Diplomats push for Somalia peacekeepers


A heavily armed Ethiopian soldier stands guard  in Kismayo, Somalia, Tuesday. Somalia's prime minister said Tuesday that he does not expect any more major fighting for control of the country. 
 (Associated Press / The Spokesman-Review)
Karen Deyoung Washington Post

WASHINGTON – Rapidly unfolding events in Somalia have opened a window of opportunity to establish a viable government there, according to the Bush administration and its European and African allies. But there is little optimism that the international political will and resources needed to exploit it will emerge before the window slams shut.

Diplomats from the United States and from other nations in the Somalia Contact Group are meeting today in Brussels to examine options for quickly installing an all-African peacekeeping force. The Africans would replace Ethiopian troops whose lightning invasion ousted Islamic fundamentalist forces last week from Mogadishu. Also under discussion is an effort to persuade cooperative elements of the newly ensconced Transitional Federal Government to open unity talks with certain moderate leaders of the Islamic fundamentalist forces that have now been driven from southern Somalia.

The contact group – which includes U.S., European and African participation – has discussed African peacekeepers and a unity government for some time with little progress. Today’s meeting of the six-month-old group opens with new urgency for movement.

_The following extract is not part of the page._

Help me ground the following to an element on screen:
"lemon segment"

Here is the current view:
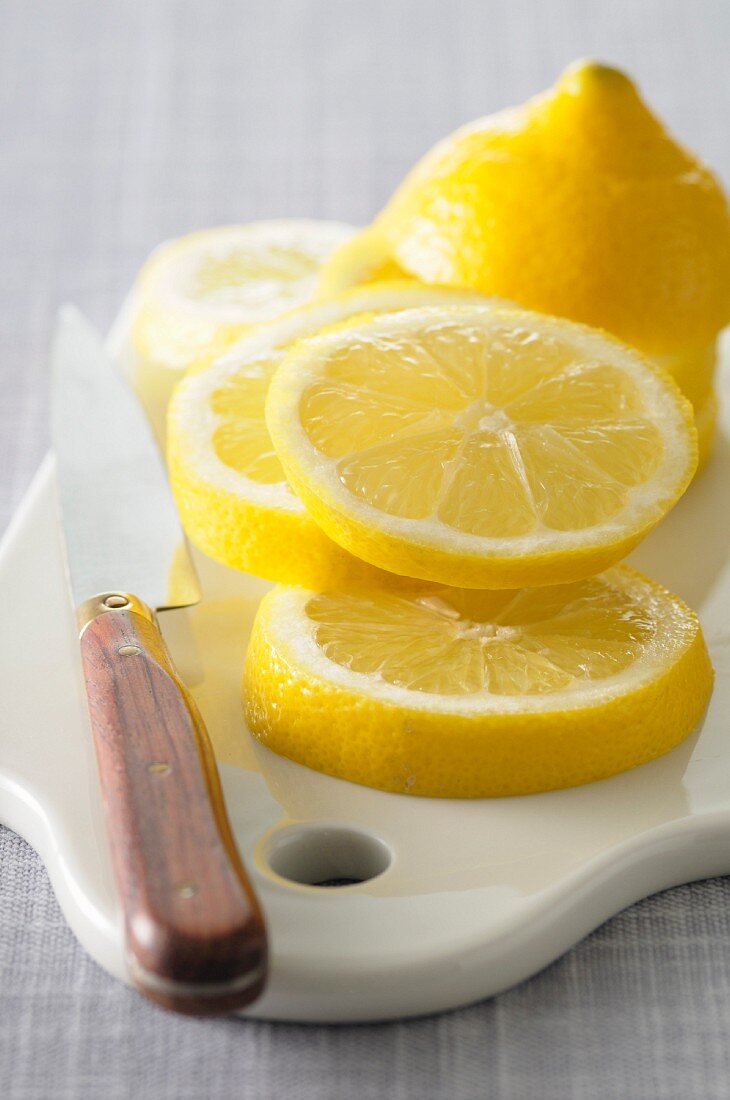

“The situation on the ground has changed dramatically, possibly for the better,” said a European diplomat whose government is closely involved in the issue and who insisted on anonymity when discussing the sensitive negotiations. “The name of the game is how to make sure that the government establishes itself” to survive without Ethiopian military occupation. “Somalis don’t like the idea of Ethiopian troops manning the capital.”

“On the other hand, if the Ethiopians withdraw all of a sudden,” he said, “what’s going to happen? There’s a fine balance between maintaining and consolidating the government” and allowing feuding warlords on all sides of Somalia’s political divides to reactivate their militias.

Ethiopian Prime Minister Meles Zenawi said Tuesday that his troops would stay “for a few weeks” but called on “the international community to deploy a peacekeeping force in Somalia without delay to avoid a vacuum and the resurgence of extremists and terrorists.”

The Bush administration also sees the current upheaval as an opportunity to capture three senior al-Qaida operatives it says have been sheltered by a faction of the Somali Islamists. U.S. Navy ships have been dispatched from the Central Command installation in neighboring Djibouti to patrol the East African coastline for a possible escape as the Islamists and their militias have been pushed south to the Kenya border. A senior U.S. counterterrorism official said he had seen no intelligence evidence to support earlier reports that legions of foreign fighters had landed last week in Mogadishu to support the Islamists.

A plan to send African peacekeepers, approved last month by the African Union and the U.N. Security Council, has foundered on a lack of volunteers and the resources to support them. “I wish I could be optimistic, but Somalia is tough and everybody in the neighborhood knows it’s tough,” said the counterterrorism official.